One of the biggest trends in the market is heat pumps’ growing role in industrial decarbonisation, said Christoph Brunner.  

There are three major areas to consider when it comes to industrial decarbonisation: energy supply, industrial processes and circular economy. Heat pumps – which are highly efficient, can be powered through renewable electricity and can recover waste heat – are crucial in all three” he explained.  

Other trends include the integration of digital tools into heat pump systems and the increase of solar-thermal energy supply for heat pumps, concluded Brunner.  

He was echoed by Neil Turley, who explained how the rooftop photovoltaic and heat pump combination has become increasingly common, especially in Mediterranean regions.  

However, if Europe wants to scale up heat pump installations, as laid out in REPowerEU, it must confront the elephant in the room – its old building stock – Turley noted.  

Retrofits can be challenging. Building codes are different throughout Europe, some local grid infrastructures are obsolete and, often, there is a poor understanding of building services and heat pump integration designed.

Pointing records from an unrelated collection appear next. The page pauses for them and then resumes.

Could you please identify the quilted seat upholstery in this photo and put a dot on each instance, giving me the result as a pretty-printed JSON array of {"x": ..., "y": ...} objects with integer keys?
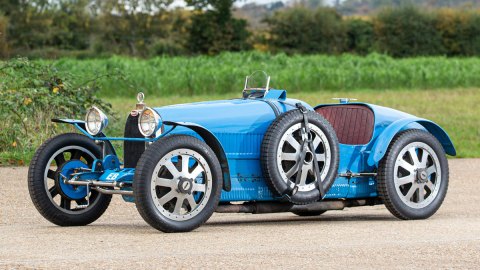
[{"x": 352, "y": 123}]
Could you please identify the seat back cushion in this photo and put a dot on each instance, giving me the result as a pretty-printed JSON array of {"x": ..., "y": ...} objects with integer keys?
[{"x": 352, "y": 123}]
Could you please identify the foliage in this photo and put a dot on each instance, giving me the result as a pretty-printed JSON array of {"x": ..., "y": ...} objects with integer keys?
[
  {"x": 407, "y": 32},
  {"x": 360, "y": 36},
  {"x": 302, "y": 30},
  {"x": 31, "y": 94},
  {"x": 3, "y": 37},
  {"x": 225, "y": 73},
  {"x": 215, "y": 30},
  {"x": 460, "y": 32}
]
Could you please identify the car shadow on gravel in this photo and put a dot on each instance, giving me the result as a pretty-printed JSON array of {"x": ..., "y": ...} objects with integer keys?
[{"x": 296, "y": 220}]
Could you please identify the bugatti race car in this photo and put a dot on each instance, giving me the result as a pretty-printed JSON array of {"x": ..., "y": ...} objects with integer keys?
[{"x": 261, "y": 153}]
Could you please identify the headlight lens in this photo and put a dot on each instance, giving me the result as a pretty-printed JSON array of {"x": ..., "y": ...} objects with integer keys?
[
  {"x": 95, "y": 120},
  {"x": 149, "y": 122}
]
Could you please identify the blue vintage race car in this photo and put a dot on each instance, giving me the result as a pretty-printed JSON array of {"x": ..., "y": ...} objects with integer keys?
[{"x": 261, "y": 153}]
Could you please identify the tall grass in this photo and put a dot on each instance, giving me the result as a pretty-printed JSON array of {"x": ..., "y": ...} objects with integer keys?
[{"x": 166, "y": 76}]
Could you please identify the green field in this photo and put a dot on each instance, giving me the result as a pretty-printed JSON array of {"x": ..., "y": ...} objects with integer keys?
[
  {"x": 454, "y": 109},
  {"x": 225, "y": 73}
]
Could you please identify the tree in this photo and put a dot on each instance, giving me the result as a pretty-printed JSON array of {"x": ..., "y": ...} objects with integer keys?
[{"x": 213, "y": 28}]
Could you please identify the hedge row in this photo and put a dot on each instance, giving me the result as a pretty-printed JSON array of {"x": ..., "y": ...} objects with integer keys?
[{"x": 401, "y": 32}]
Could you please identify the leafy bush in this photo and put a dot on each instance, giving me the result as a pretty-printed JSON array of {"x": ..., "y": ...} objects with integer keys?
[
  {"x": 460, "y": 31},
  {"x": 209, "y": 34},
  {"x": 408, "y": 31},
  {"x": 3, "y": 37},
  {"x": 302, "y": 30},
  {"x": 360, "y": 36},
  {"x": 31, "y": 94}
]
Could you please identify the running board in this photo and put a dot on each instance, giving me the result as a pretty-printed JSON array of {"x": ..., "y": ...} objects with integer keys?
[{"x": 275, "y": 207}]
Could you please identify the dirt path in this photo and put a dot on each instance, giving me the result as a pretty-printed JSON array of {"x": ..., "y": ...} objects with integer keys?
[{"x": 358, "y": 237}]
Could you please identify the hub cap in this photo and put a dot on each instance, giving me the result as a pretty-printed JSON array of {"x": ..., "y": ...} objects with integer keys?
[
  {"x": 181, "y": 184},
  {"x": 68, "y": 198},
  {"x": 417, "y": 175},
  {"x": 288, "y": 153}
]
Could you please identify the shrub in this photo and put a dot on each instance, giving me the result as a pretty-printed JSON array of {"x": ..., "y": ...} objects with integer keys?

Governments should use a ‘stick and carrot’ approach, issuing standards and regulations in combination with subsidies to support consumers,” said Turley.  

To put it in the words of Andrea Voigt, who took the floor for the last presentation: “If you talk about building renovations, it is impossible not to mention the Energy Performance of Buildings Directive (EPBD).”  

Recently adopted by the European Parliament, the directive requires EU states to incentivise renovations and make buildings zero-emission by 2050. It also establishes a timeline to phase out fossil fuel boilers and fossil fuel subsidies.  

Decarbonising our buildings is a massive task, therefore we need to break down the silos. We need more synergy between the heat pump and the district heating and cooling sectors, for instance. Consumers must be aware that renewable solutions are also energy-efficient and governments that energy and climate policies are actually complementary,” explained Voigt.   

Some cities, like Sonderborg in Denmark, are already implementing this holistic approach through public-private partnerships. If Sonderborg is doing it, then your city can probably do it too!” she said.